Norway is a key exporter of oil and its Government Pension Fund Global, also known as its oil fund, has over US$1 trillion in assets and is the world’s largest sovereign wealth fund.
But there are dilemmas to navigate as the country continues oil and gas exploration amid a climate crisis.
Living with a dilemma
Scientists currently know less about the oceans than outer space.
And although Norway generates about half the amount of carbon-dioxide than the global average per barrel of oil it produces, the burning of this oil for energy could generate emissions elsewhere that vastly exceed the Nordic nation’s own emissions. Environmental groups have said continued exploration will threaten Paris Agreement targets that aim to avert the worst effects of climate change.
For Professor Anne Husebekk, president of University of Tromsø – The Arctic University of Norway, the dilemma means having students tell her that the university, which has research programmes in oil and gas, should not be engaged in the industry.
“It’s extremely difficult, because the Norwegian politicians have said … that we are still finding new resources to exploit in Norway, and for the next 40 to 50 years, we’ll have an industry that, by itself, doesn’t emit very much, but the resulting oil and gas is (causing) emissions in other parts of the world,” said Husebekk at the seminar.
“How can Norway, on the one hand, be at the forefront (of tackling) climate change… and on the other, be a big exporter and very much reliant on an economy that’s oil and gas-based? That’s the sort of dilemma we have to live with,” she said.
Husebekk told Eco-Business that she believes Norway should set an end-date to its oil and gas exploitation, perhaps in 15 years’ time, to allow people working in the industry to switch to new jobs. It should continue providing energy to the rest of the world, but from renewable sources, she said.
Such a change will take massive effort and entail unpopular decisions, she said. Much of Norwegian welfare is founded on oil money and it will be very hard for any politician to raise the prospect of lower pensions and get re-elected, for instance, she said.

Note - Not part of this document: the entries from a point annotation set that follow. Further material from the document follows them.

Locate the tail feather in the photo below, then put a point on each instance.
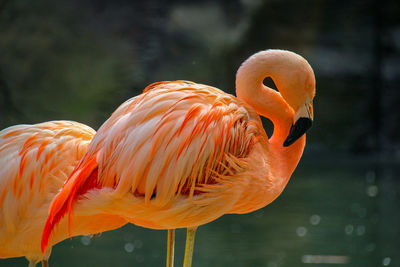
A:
(82, 179)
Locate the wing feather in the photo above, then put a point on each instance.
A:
(176, 139)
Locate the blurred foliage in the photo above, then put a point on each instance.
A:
(79, 60)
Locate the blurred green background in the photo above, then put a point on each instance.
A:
(78, 60)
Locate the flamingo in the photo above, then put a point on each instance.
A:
(182, 154)
(35, 161)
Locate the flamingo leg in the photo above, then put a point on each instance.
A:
(170, 247)
(191, 232)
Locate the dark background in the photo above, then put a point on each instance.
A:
(79, 60)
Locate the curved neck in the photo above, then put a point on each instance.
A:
(267, 103)
(270, 103)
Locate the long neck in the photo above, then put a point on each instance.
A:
(270, 104)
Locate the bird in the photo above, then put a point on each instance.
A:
(182, 154)
(35, 161)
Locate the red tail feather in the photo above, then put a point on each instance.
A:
(81, 180)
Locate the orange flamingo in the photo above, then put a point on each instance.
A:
(35, 161)
(183, 154)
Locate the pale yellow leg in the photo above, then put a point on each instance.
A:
(170, 247)
(191, 232)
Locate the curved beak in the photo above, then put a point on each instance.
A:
(302, 122)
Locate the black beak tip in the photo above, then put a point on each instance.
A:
(297, 130)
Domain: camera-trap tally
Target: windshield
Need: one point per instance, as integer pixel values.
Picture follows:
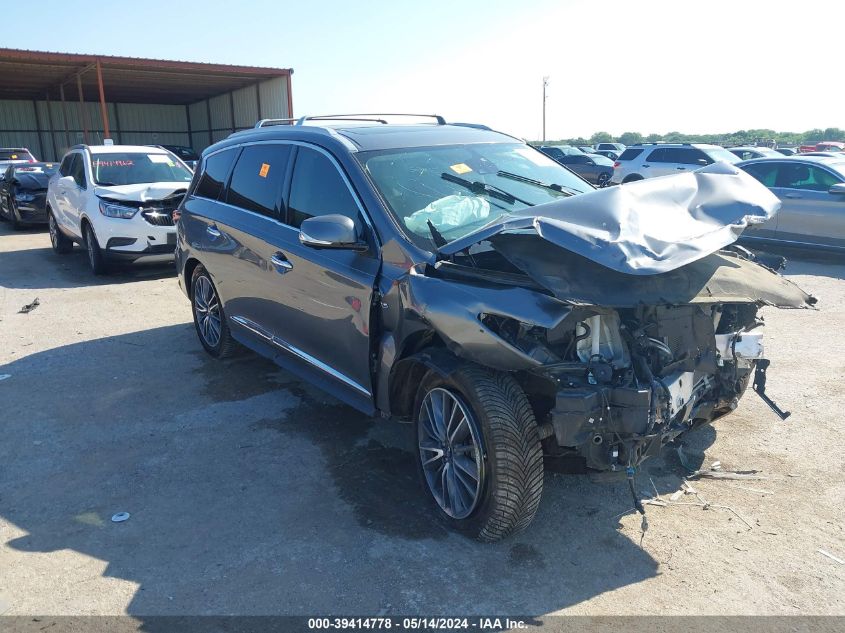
(439, 194)
(38, 168)
(135, 168)
(720, 153)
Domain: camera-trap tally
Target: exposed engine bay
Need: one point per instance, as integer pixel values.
(617, 385)
(628, 316)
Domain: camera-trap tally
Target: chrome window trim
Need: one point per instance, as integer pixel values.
(276, 341)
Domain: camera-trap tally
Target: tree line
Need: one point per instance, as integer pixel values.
(741, 137)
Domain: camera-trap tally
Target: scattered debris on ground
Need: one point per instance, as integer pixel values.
(831, 556)
(29, 307)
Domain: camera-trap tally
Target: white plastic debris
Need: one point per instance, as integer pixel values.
(831, 556)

How can Norway, on the one hand, be at the forefront (of tackling) climate change… and on the other be a big exporter and very much reliant on an economy that’s oil and gas-based?

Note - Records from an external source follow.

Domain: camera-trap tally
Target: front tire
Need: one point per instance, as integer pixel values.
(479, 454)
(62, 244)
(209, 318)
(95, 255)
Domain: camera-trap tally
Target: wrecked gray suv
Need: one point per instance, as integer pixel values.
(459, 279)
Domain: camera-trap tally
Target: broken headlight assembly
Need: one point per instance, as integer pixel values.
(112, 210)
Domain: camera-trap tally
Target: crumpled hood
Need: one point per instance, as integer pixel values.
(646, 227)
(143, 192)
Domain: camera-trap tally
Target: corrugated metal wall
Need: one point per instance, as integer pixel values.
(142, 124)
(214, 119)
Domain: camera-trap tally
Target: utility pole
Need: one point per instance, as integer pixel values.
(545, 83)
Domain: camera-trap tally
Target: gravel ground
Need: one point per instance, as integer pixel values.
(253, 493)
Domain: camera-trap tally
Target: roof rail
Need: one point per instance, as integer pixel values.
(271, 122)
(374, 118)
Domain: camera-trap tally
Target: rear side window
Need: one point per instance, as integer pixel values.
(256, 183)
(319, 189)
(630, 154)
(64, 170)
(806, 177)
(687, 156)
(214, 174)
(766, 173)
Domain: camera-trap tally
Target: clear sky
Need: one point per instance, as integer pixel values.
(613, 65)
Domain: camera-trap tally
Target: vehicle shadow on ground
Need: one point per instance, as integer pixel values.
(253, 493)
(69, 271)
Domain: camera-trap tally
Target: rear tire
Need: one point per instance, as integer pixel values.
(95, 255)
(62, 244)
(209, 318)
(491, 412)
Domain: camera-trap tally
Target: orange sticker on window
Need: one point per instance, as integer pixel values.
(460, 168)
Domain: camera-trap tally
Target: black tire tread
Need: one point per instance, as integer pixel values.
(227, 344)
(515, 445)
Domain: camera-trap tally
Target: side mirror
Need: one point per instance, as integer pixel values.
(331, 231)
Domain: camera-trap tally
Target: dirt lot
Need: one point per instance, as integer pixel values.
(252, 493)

Anne Husebekk, president, University of Tromsø – The Arctic University of Norway
In the meantime, melting ice has increased access to the Arctic’s trove of resources and this has meant opportunities for researchers and companies halfway around the world—although Southeast Asia, including Singapore, will be hardest hit by rising sea levels caused by melting and collapsing ice sheets if carbon emissions remain at business-as-usual levels and temperatures continue to rise.
Opportunities halfway around the world
Researchers at the Keppel-NUS Corporate Laboratory in Singapore work on Arctic-related projects such as the interaction between ice and offshore structures.

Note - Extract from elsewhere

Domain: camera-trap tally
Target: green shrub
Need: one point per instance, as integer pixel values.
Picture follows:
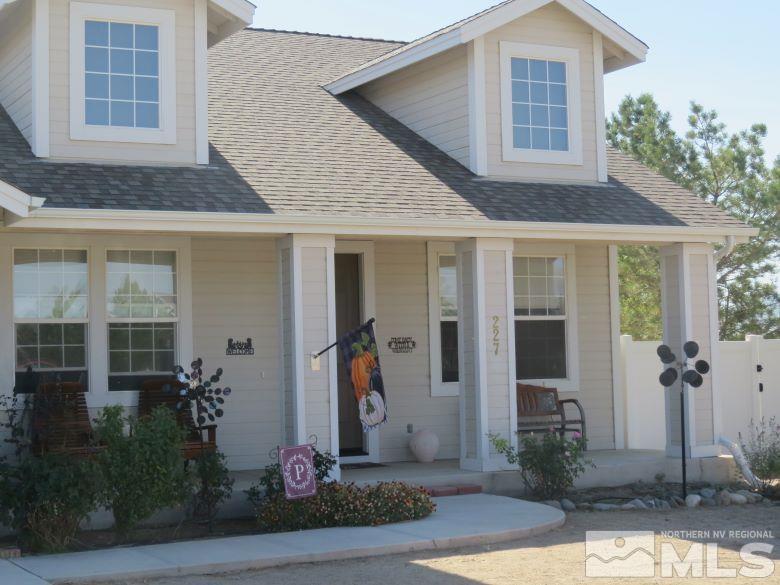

Singapore firm Keppel Offshore and Marine is a leader in the design and construction of offshore rigs and vessels that can sail through ice-covered seas. It is currently developing next-generation ice-breakers capable of cutting through ice that is three metres thick, said NUS Adjunct Professor Aziz Merchant, who is executive director of Keppel Marine and Deepwater Technology.
As Arctic waters are increasingly used for shipping, tourism, research and resource extraction, Merchant and other experts highlighted the risk of accidents and called for stronger search and rescue capabilities and infrastructure to ensure safety.
Society must avoid pointing fingers at one another and collaborate on the Arctic, said Holmén.
“That we are talking about the impacts of business or the impacts of various developments before they begin, is a much better (approach) than humankind has (taken) before,” he said.